Election brings white nationalism to forefront

 

November 16, 2016



BIRMINGHAM, Ala. (AP) — Donald Trump’s choice of far-right publishing executive Steve Bannon as a top White House adviser is bringing new scrutiny to a troubling, decades-old ideology: white nationalism.

The movement generally advocates formation of a nation set aside for whites. Some adherents openly supported Trump for president, and white nationalists have praised Trump’s appointment of Bannon as a senior adviser. Bannon previously headed the Breitbart website that appealed to the so-called “alt-right” — a movement often associated with far right efforts to preserve “white identity,” oppose multiculturalism and defend “Western values.”


White nationalists often support the idea that white people are under attack in the U.S., and need protection from the growth of minority and immigrant groups. Adherents sometimes use the hashtag #whitegenocide on social media to promote their belief that the future of the white race is in peril. They see diversity as a threat to fight, not a goal to embrace.


Here are some questions and answers about white nationalism in the United States:

HOW DID THIS GET STARTED?

Groups including the Ku Klux Klan, which is 150 years old, have espoused various white nationalist ideas.

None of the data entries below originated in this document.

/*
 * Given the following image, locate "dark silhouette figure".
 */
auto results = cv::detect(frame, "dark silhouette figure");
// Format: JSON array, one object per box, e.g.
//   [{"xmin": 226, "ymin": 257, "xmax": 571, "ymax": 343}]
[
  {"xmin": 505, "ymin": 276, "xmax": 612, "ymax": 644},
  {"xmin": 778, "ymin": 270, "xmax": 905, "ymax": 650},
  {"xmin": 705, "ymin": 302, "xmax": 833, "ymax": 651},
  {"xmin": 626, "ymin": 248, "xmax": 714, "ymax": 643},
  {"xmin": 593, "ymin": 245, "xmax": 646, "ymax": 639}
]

The start of the current white nationalist movement is pegged to more recent years.

J.M. Berger, an author and expert on extremism at George Washington University’s Program on Extremism, wrote earlier this year that many of today’s white nationalists were inspired by “The Turner Diaries,” a racist novel published in 1978. In the book, physicist-turned-writer William Luther Pierce describes a dystopian America in which white people are disarmed by minorities.

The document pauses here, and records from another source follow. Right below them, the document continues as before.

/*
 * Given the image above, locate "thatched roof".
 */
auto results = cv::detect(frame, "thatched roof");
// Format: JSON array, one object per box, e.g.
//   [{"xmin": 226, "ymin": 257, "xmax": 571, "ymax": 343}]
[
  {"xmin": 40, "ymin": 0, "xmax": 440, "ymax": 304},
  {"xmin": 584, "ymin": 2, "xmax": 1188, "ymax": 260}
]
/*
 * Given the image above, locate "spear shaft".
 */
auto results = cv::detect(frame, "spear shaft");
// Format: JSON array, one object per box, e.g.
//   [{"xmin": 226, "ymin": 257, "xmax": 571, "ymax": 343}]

Timothy McVeigh had pages from the book with him when he bombed the Alfred P. Murrah federal building in Oklahoma City in 1995, killing 168 people.

IS STEVE BANNON A WHITE NATIONALIST?

Bannon hasn’t commented publicly since being tapped for the White House position, but his former colleagues at breitbart.com dispute any links to white nationalism.

In a statement released to The Hill, a political newspaper published in the nation’s capital, breitbart.com said it had been under intense scrutiny over Bannon’s involvement with Trump and was preparing a lawsuit over media depictions of it as a “white nationalist website.”

The statement added: “Breitbart News rejects racism in all its varied and ugly forms. Always has, always will.”